La seconda lezione è che le crisi di fiducia aziendali rischiano di diventare sistemiche quando di mezzo c'è una grossa banca. Anche il legame tra rischio sistemico e dimensione delle banche coinvolte - direttamente o indirettamente - in turbolenze finanziarie era stato già macroscopicamente evidenziato durante la crisi del 2008-2009: Lehman Brothers divenne la miccia della deflagrazione perché ignoti erano gli effetti del suo fallimento sul sistema delle grandi banche commerciali, fortemente interconnesso con i mercati finanziari, inclusi quelli ombra.

Occorre porre dei limiti alla crescita degli intermediari bancari, utilizzando vincoli alla leva finanziaria. Anche in questo caso, i coefficienti patrimoniali non servono a nulla, perché le poste dell'attivo vengono "rimpicciolite", utilizzando le ponderazioni per il rischio. Ed anche in questo caso, l'importanza dei limiti alla leva è purtroppo stata minimizzata nel disegno della nuova (??) regolamentazione internazionale.
Ora occorre evitare che il caso Dexia diventi una pericolosa palla di neve che innesti una valanga di sfiducia sistemica.

Occorrono una politica efficace sia della liquidità che della gestione della crisi di fiducia.Per cui la terza lezione è che il governo della liquidità europea ai fini della stabilità finanziaria è oggi più che mai nelle mani della Bce. Sono tempi straordinari, e condizioni ordinate sui mercati bancari e finanziari rappresentano la pre-condizioni per avere anche una efficace politica macroeconomica della stabilità monetaria. Per essere chiari: ci auguriamo che nella sua oramai imminente comunicazione al mercato la Banca Centrale Europea dia segnali chiari e forti sullo stato della liquidità del sistema bancario europeo, oltre alle tradizionali informazioni sull'andamento dei prezzi al consumo.

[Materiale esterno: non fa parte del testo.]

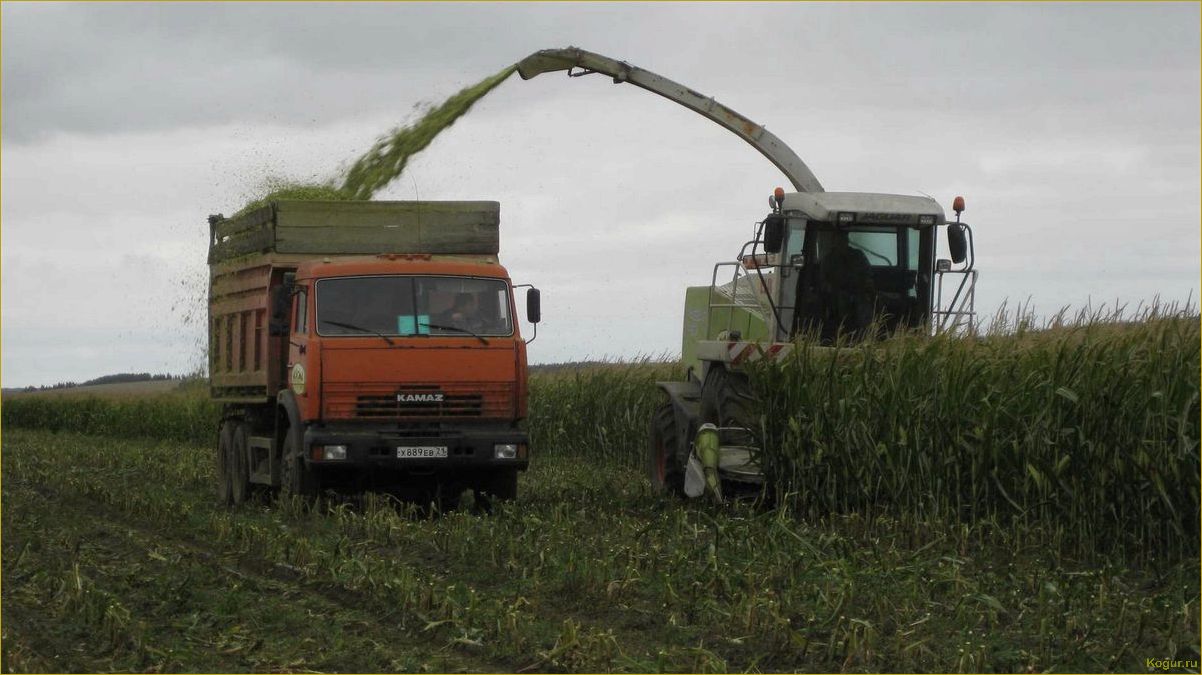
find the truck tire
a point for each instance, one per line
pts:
(225, 438)
(239, 466)
(296, 478)
(664, 466)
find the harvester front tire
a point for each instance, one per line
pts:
(224, 455)
(664, 465)
(296, 478)
(238, 467)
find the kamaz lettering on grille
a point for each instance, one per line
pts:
(418, 398)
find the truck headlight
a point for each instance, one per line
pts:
(333, 452)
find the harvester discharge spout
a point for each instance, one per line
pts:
(767, 143)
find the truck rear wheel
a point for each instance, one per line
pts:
(664, 465)
(238, 466)
(296, 478)
(225, 438)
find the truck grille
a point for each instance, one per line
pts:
(410, 401)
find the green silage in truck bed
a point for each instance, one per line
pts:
(358, 227)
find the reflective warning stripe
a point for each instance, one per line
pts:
(747, 352)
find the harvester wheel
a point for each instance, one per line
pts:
(225, 438)
(238, 466)
(296, 478)
(727, 400)
(662, 459)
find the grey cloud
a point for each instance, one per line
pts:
(99, 67)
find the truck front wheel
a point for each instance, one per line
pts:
(296, 478)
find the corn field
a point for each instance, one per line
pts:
(1019, 502)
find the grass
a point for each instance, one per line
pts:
(914, 533)
(117, 559)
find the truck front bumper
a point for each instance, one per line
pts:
(464, 449)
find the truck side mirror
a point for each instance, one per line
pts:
(281, 306)
(957, 243)
(773, 233)
(534, 306)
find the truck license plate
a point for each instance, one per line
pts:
(422, 452)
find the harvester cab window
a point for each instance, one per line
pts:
(861, 274)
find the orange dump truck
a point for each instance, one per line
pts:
(367, 345)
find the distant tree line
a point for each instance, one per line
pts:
(108, 380)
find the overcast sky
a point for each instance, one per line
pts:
(1071, 130)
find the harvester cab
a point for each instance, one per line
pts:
(822, 267)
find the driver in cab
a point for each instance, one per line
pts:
(846, 285)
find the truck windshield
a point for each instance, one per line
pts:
(414, 305)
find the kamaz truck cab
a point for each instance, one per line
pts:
(367, 345)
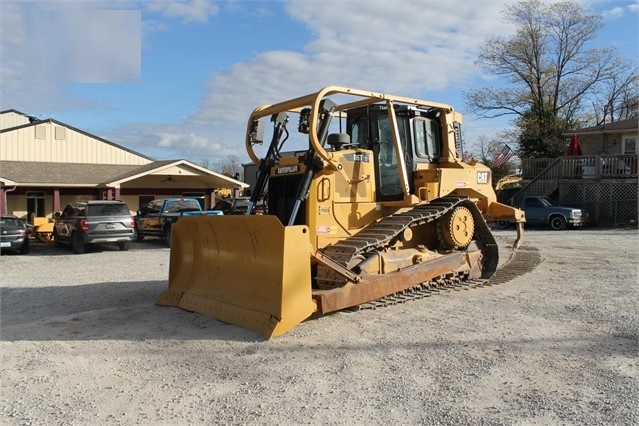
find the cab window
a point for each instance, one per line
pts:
(427, 140)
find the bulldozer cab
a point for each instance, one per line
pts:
(419, 134)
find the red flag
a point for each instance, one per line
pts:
(505, 155)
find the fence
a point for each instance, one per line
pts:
(585, 166)
(606, 186)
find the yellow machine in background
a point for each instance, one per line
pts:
(369, 199)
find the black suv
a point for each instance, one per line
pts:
(94, 222)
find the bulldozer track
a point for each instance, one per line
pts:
(382, 233)
(522, 261)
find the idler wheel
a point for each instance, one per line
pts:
(457, 228)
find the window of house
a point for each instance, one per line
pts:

Per quel che riguarda la gestione della crisi, la buona notizia è che nel caso di Dexia si stia pensando alla messa in opera di una bad bank. Piuttosto che baloccarsi con una ennesima (inutile) ricapitalizzazione, è auspicabile che venga scelta la strada maestra della pulizia dei bilanci. Lo stesso buon senso andrebbe applicato - ma non lo sarà - per il decollo del Fondo Europeo di Stabilità Finanziaria (Efsf). La cattiva notizia è che la gestione europea della crisi Dexia verrà gestita da governi e regolatori nazionali, in assenza di una Autorità Finanziaria Europea. Nonostante la crisi del 2008-2009, l'Unione Europea non ha trovato la forza politica e la lungimiranza economica di fare un salto di qualità nella politica di prevenzione e gestione delle crisi bancarie. All'epoca scrivemmo che i risultati della miopia sarebbero stati presto evidenti. Purtroppo era una facile previsione.